Re: [PATCH 1/2 v2] fdmap(2)
From: Alexey Dobriyan
Date: Tue Sep 26 2017 - 15:00:27 EST
On Mon, Sep 25, 2017 at 09:42:58AM +0200, Michael Kerrisk (man-pages) wrote:
> [Not sure why original author is not in CC; added]
>
> Hello Alexey,
>
> On 09/24/2017 10:06 PM, Alexey Dobriyan wrote:
> > From: Aliaksandr Patseyenak <Aliaksandr_Patseyenak1@xxxxxxxx>
> >
> > Implement system call for bulk retrieveing of opened descriptors
> > in binary form.
> >
> > Some daemons could use it to reliably close file descriptors
> > before starting. Currently they close everything upto some number
> > which formally is not reliable. Other natural users are lsof(1) and CRIU
> > (although lsof does so much in /proc that the effect is thoroughly buried).
> >
> > /proc, the only way to learn anything about file descriptors may not be
> > available. There is unavoidable overhead associated with instantiating
> > 3 dentries and 3 inodes and converting integers to strings and back.
> >
> > Benchmark:
> >
> > N=1<<22 times
> > 4 opened descriptors (0, 1, 2, 3)
> > opendir+readdir+closedir /proc/self/fd vs fdmap
> >
> > /proc 8.31 ± 0.37%
> > fdmap 0.32 ± 0.72%
>
> From the text above, I'm still trying to understand: whose problem
> does this solve? I mean, we've lived with the daemon-close-all-files
> technique forever (and I'm not sure that performance is really an
> important issue for the daemon case) .
> And you say that the effect for lsof(1) will be buried.

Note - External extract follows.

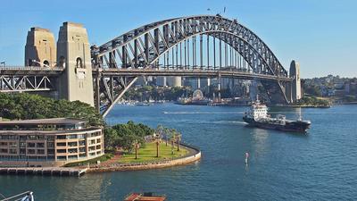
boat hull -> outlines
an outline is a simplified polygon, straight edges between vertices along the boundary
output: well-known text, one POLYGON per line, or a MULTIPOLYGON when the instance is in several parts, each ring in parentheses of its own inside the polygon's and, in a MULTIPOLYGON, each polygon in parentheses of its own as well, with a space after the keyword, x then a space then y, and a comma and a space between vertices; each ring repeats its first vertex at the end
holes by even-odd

If only fdmap(2) is added, then effect will be negligible for lsof
because it has to go through /proc anyway.
The idea is to start process. In ideal world, only bynary system calls
would exist and shells could emulate /proc/* same way bash implement
/dev/tcp
> So, who does this new system call
> really help? (Note: I'm not saying don't add the syscall, but from
> explanation given here, it's not clear why we should.)
For fdmap(2) natural users are lsof(), CRIU.
At some point, checkpointing was moved to userspace forcing them
to run all over /proc extracting information which could be recovered in
couple of locks, bunch of list iterations and dereferences (just read CRIU).
All of this could not be beneficial for performance.
Parsing text files doesn't help either: most of the numbers in
/proc/*/stat et al are unpadded decimals so that user can't rewind to
exact field he wants.